LINQ Skip still enumerates skipped items

Question

In the following test:

int[] data = { 1, 2, 3, 4, 5, 6, 7, 8, 9, 10 };
Func<int, int> boom = x => { Console.WriteLine(x); return x; };
var res = data.Select(boom).Skip(3).Take(4).ToList();
Console.WriteLine();
res.Select(boom).ToList();

The result is:

1
2
3
4
5
6
7

4
5
6
7

Essentially, I observed that in this example, Skip() and Take() work well, Skip() is not as lazy as Take(). It seems that Skip() still enumerates the items skipped, even though it does not return them.

The same applies if I do Take() first. My best guess is that it needs to enumerate at least the first skip or take, in order to see where to go with the next one.

Why does it do this?

Answer 1

Skip() and Take() both operate on IEnumerable<>.

IEnumerable<> does not support skipping ahead -- it can only give you one item at a time. With this in mind, you can think of the Skip() more as a filter -- it still touches all the items in the source sequence, but it filters out however many you tell it to. And importantly, it filters them out from getting to whatever is next, not for whatever is in front of it.

So, by doing this:

data.Select(boom).Skip(3)

You are performing boom() on each item before they get to the Skip() filter.
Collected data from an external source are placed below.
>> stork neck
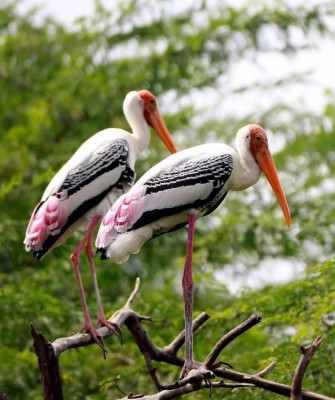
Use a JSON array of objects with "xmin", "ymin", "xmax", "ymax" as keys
[
  {"xmin": 132, "ymin": 119, "xmax": 151, "ymax": 156},
  {"xmin": 232, "ymin": 147, "xmax": 262, "ymax": 191},
  {"xmin": 124, "ymin": 106, "xmax": 151, "ymax": 156}
]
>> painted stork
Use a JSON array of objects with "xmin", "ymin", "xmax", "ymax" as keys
[
  {"xmin": 24, "ymin": 90, "xmax": 177, "ymax": 352},
  {"xmin": 96, "ymin": 124, "xmax": 291, "ymax": 373}
]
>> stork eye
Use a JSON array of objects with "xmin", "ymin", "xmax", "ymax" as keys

If you instead changed it to this, it would filter prior to the Select and you would call boom() on only the remaining items:

data.Skip(3).Take(4).Select(boom)

Answer 2

This behaviour maybe will be changed in the future, as can be seen here in this discussion about a Pull Request that optimizes the behaviour of the Skip method for sources that implement the IList interface.

Answer 3

Not an answer, but think about how Skip(...) would be implemented. Here's one way to do it:

public static IEnumerable<T> Skip<T>(this IEnumerable<T> list, int count)
{
    foreach (var item in list)
    {
        if (count > 0) count--;
        else yield return item;
    }
}

Notice that the whole list argument is enumerated even though only a subset is returned.

Answer 4

If you decompile Enumerable, you will see the following implementation of Skip:

while (count > 0 && e.MoveNext())
  --count;

and the following implementation of Take:

foreach (TSource source1 in source)
{
  yield return source1;
  if (--count == 0) break;
}

So, both of these LINQ methods actually enumerate through these items. The difference is whether an enumerated item will be placed in the resulting collection or not. That's how IEnumerable does work.

Answer 5

They both iterate the collection. And then turnout with the final collection. Its just like a simple for loop having a if else condition in it.
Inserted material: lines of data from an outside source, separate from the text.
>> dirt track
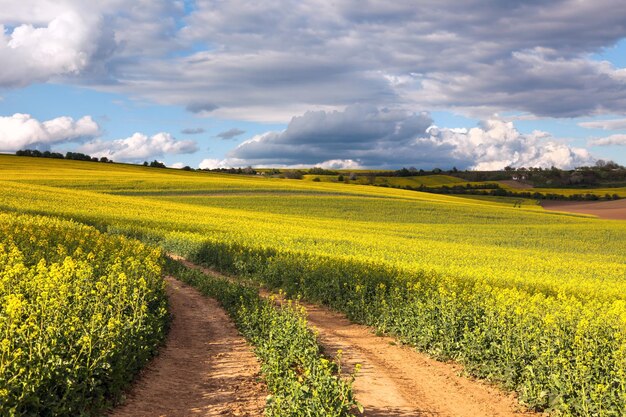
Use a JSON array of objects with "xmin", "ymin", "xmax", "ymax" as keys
[
  {"xmin": 178, "ymin": 258, "xmax": 534, "ymax": 417},
  {"xmin": 109, "ymin": 277, "xmax": 265, "ymax": 417},
  {"xmin": 541, "ymin": 199, "xmax": 626, "ymax": 220},
  {"xmin": 303, "ymin": 303, "xmax": 533, "ymax": 417}
]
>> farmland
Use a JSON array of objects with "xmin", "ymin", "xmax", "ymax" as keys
[
  {"xmin": 2, "ymin": 155, "xmax": 626, "ymax": 415},
  {"xmin": 0, "ymin": 212, "xmax": 167, "ymax": 416}
]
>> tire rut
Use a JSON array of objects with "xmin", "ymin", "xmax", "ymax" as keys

Moreover you're selecting it first using boom, it prints the item of collection.

By this example you can not tell if skip() or take() iterates the whole collection or not but the matter of fact, they do.

Answer 6

assuming i have understood your question correctly.

the boom func executes before the skip operation.

try to select data after skip and take , you will get the exact.